Nature is beautiful. As Richard Feynman, one of the greatest minds in physics, nicely worded it: “…nature, it’s there, and she’s going to come out the way she is”, even if she sometimes comes out with professional laboratory health scientists taking photos of apparent Cookie Monsters found in their cell samples.
This fun, new trend of #pathart, short for ‘pathology art’, taking Twitter by storm (www.twitter.com/hashtag/pathart) gives a quirky insight into the unusually shaped cell samples that some laboratory scientists stumble upon.
Mostly hash-tagged by histologists (scientists who study anatomy of animal and plant cells and tissues), #pathart is a result of the psychological phenomenon in humans known as pareidolia- the experience of perceiving recognisable patterns, that in fact do not exist. It is thanks to this phenomenon that people can appreciate the faces on Mars and My Little Ponies in ovarian cancer cells.
So here is a collection of pH7’s seven most beloved #pathart images:
#7: I HEART YOU
Starting with an adorable message from the blood vessel tissues, the following photomicrograph shows a dissected artery folded into the shape of a heart and veins creasing into letters I and U.
From secondary school biology, you may recall that arteries pump the blood away (Arteries = Away) from the heart to the body’s extremities whilst the veins are structured to force blood back towards the heart, hence the differences in apparent tissue structures.
#6: DANCING ALIEN
Next up, is a Purkinje cell establishing a contact with @mutyabernardomd from a brain tissue sample.
The Purkinje fibers are simply large nerve cells that tend to have many branching extensions; they are important in coordinating movements of various body parts.
Damaged Purkinje cells can result in inhibition of these normally controlled movements, and have been shown to cause various neurological diseases.
#5: TUSKEN RAIDER
Continuing with the science-fiction theme, @zenonich came across a sample of liver tissues screeching as one of Star Wars character- the Tusken Raider.
Tissues forming the head of this outlander are in fact liver portal triads, which are connections of branched blood vessels located in the liver. These blood vessels acts as crucial gateways to the circulating blood that carry essential nutrients to the appropriate cells in the liver.
#4: MY LITTLE PONY
Believe it or not, but @emarbv found this photo of an innocent cartoon unicorn galloping through a sample of cancerous ovarian cells.
Each year, around 7,100 women in the UK are diagnosed with this unfortunate condition and despite its frequency, the exact cause of this condition still is not fully understood. However, as with all cancers, ovarian cancer is a result of a change in the cell DNA sequence, namely a mutation- not so cute.
#3: STARRY SKY: the “Histology Remix”
Continuing with the topic of female reproductive system, IHeartHisto used stained ovarian cells at 10x magnification as a background to the original Vincent van Gogh’s famous Starry Sky foreground to create this impressive blend of art and histology. The largest globules seen in this fertile background are actually follicles, fluid filled ‘sacks’ that contain tiny female egg cells within them. Very impressionist.
#2: COOKIE MONSTER
Yes, @DoctorChrisVT found The Cookie Monster grinning in an electron micrograph image created by firing beams of electrons through a sample of Schwann cells. Interestingly, Schwann cells wrap themselves around ‘unwrapped’ nerve cells to form a so called myelin sheath around them. This ‘wrapping’ allows a more efficient transmission of nerve impulses across the nervous system where it’s required.
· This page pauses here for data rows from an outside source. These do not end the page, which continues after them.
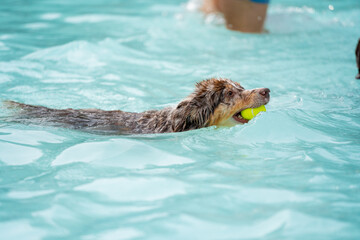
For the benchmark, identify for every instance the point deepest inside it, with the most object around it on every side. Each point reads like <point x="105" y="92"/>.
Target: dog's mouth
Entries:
<point x="237" y="117"/>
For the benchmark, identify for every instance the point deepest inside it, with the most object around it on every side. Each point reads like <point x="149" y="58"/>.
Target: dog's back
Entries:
<point x="84" y="119"/>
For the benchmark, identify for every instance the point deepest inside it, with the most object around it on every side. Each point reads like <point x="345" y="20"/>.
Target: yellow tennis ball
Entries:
<point x="250" y="113"/>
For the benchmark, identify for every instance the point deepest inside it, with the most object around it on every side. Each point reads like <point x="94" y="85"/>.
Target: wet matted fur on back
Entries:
<point x="215" y="102"/>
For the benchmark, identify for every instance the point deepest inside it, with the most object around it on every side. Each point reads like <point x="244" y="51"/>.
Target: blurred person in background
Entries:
<point x="240" y="15"/>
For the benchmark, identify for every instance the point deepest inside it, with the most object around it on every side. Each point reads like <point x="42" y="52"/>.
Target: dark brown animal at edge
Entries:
<point x="215" y="102"/>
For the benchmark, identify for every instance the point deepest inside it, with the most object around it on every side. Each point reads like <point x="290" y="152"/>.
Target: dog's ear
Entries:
<point x="195" y="111"/>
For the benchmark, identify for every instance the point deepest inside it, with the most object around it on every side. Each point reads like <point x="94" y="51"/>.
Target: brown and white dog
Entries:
<point x="215" y="102"/>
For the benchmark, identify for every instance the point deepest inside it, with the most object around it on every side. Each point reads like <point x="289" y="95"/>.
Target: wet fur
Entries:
<point x="213" y="102"/>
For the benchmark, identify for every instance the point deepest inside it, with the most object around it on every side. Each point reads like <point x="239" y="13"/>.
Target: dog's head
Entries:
<point x="216" y="102"/>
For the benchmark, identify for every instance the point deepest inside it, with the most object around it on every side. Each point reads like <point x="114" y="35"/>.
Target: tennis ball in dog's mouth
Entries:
<point x="250" y="113"/>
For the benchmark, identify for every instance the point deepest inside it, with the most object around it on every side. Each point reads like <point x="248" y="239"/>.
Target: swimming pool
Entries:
<point x="292" y="173"/>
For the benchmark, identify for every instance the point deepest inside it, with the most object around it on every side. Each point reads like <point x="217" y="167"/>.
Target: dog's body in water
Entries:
<point x="215" y="102"/>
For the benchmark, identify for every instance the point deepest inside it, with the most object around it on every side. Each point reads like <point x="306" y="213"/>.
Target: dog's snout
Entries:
<point x="264" y="92"/>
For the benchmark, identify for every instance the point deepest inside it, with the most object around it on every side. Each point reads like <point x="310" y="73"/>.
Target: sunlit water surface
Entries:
<point x="292" y="173"/>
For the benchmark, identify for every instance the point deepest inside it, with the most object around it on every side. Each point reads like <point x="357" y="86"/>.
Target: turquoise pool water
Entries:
<point x="292" y="173"/>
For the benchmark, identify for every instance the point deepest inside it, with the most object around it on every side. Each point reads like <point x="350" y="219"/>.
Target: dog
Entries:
<point x="215" y="102"/>
<point x="357" y="55"/>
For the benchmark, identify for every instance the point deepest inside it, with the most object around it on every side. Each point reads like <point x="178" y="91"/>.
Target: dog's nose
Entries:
<point x="264" y="92"/>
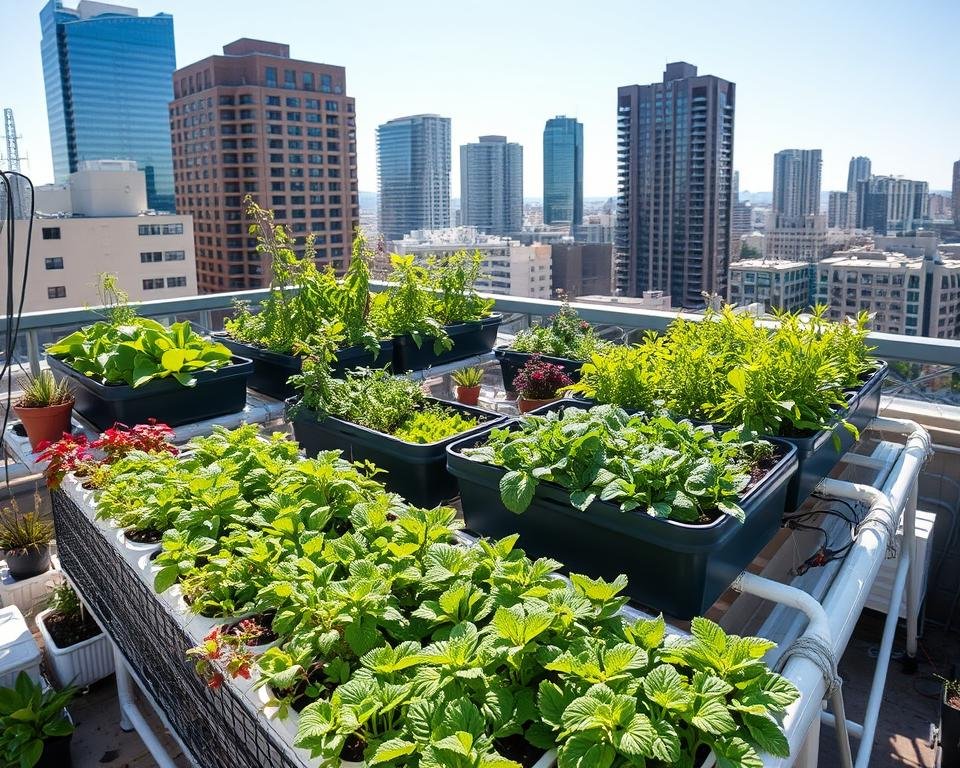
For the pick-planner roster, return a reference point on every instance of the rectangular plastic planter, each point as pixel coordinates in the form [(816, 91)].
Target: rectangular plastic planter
[(418, 472), (511, 362), (216, 393), (677, 568), (272, 369), (469, 340), (817, 455), (81, 664)]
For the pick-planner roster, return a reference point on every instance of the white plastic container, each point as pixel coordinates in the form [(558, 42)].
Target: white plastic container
[(18, 650), (81, 664), (27, 594)]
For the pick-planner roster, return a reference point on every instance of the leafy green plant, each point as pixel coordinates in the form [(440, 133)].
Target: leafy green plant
[(471, 376), (661, 467), (24, 531), (140, 352), (29, 717), (43, 390), (563, 335), (302, 297)]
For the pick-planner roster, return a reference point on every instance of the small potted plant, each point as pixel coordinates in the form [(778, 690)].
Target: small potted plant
[(77, 651), (44, 408), (25, 540), (539, 383), (950, 722), (35, 727), (468, 382)]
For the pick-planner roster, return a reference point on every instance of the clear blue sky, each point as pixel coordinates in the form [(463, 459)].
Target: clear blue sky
[(872, 77)]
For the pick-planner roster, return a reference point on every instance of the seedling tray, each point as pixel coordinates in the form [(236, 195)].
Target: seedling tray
[(677, 568), (418, 472), (511, 362), (216, 393), (272, 369), (469, 340)]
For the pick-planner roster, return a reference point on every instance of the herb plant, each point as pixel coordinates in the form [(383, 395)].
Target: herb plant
[(29, 717), (302, 296), (43, 390), (661, 467), (563, 335), (540, 380)]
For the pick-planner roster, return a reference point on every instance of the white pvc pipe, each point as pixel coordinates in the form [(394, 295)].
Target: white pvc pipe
[(845, 600), (131, 717)]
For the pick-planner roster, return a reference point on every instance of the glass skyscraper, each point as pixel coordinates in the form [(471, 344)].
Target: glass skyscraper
[(413, 165), (563, 171), (108, 75)]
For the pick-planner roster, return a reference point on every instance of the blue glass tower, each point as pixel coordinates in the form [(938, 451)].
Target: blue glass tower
[(108, 75), (563, 171)]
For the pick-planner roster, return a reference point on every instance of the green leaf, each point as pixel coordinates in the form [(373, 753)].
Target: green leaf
[(516, 490), (392, 749)]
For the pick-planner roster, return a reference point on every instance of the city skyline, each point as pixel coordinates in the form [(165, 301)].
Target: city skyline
[(492, 99)]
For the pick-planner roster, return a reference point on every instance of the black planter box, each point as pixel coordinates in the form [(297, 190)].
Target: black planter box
[(677, 568), (818, 455), (418, 472), (216, 393), (272, 369), (511, 362), (469, 340)]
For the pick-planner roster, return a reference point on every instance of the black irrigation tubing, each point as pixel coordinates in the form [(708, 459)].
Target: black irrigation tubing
[(12, 313)]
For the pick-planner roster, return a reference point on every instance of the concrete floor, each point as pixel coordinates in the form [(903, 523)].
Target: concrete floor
[(910, 705)]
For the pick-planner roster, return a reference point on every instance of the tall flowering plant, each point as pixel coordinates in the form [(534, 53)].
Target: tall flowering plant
[(540, 380), (77, 454)]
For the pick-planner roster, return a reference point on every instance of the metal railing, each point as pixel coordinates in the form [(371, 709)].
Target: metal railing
[(209, 309)]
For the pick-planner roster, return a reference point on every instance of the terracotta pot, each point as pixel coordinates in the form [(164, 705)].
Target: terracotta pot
[(47, 423), (27, 563), (468, 395), (526, 405)]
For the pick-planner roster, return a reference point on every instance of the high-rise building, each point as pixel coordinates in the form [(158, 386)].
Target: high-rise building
[(108, 79), (891, 205), (675, 158), (563, 171), (413, 168), (256, 122), (796, 230), (837, 210), (491, 185), (796, 182), (859, 170), (96, 222), (956, 193)]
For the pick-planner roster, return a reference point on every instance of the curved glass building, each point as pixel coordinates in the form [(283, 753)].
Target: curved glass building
[(108, 75)]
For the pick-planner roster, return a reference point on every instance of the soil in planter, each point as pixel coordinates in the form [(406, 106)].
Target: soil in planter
[(144, 535), (67, 630), (353, 749), (265, 622), (518, 749)]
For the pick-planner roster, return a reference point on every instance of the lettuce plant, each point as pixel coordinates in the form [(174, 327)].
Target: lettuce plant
[(659, 466)]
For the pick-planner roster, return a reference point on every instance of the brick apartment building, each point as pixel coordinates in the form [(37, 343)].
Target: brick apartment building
[(254, 121)]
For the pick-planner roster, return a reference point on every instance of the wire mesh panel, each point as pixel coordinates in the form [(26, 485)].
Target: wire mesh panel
[(217, 726)]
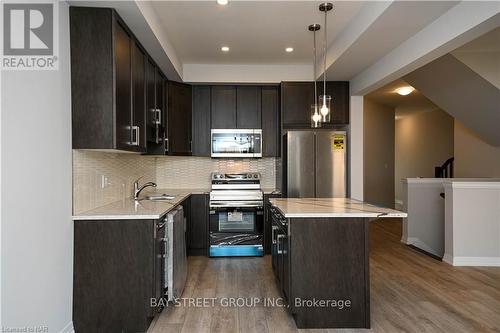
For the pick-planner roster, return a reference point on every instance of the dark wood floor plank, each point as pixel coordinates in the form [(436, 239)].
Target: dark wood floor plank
[(410, 292)]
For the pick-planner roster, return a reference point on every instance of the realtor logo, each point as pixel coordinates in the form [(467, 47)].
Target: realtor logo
[(29, 36)]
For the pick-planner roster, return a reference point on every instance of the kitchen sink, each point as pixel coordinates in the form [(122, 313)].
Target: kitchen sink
[(160, 197)]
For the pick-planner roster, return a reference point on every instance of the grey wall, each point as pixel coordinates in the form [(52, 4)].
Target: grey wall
[(474, 157), (423, 141), (37, 231), (461, 92), (378, 153)]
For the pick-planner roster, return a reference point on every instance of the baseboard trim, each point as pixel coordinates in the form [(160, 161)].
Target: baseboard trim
[(472, 261), (422, 246), (68, 328)]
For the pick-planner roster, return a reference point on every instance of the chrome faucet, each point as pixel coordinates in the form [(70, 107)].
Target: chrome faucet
[(138, 189)]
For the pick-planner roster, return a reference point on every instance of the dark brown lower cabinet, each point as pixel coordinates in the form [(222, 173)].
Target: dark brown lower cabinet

However, in this electron micrograph, it appears that Schwann cells (outlining the mouth) are in a state of engulfing, rather than wrapping the unfortunate nerve cells (outlining the eyes). Someone should have given those Schwann cells some cookies.
#1: SAM THE EAGLE
And my TOP favourite #pathart image is… Sam the Eagle from Muppets, promoting America even in the embryonic stage of development! Although not quite so blue, this image in fact shows an upside down head of an embryo, where Sam’s eyes are actually a developing jawbone, his nose is a tongue in the making and its chin is a growing bone of the upper part of the mouth.
If this isn’t the most recognisable #pathart photo, then I don’t know what is.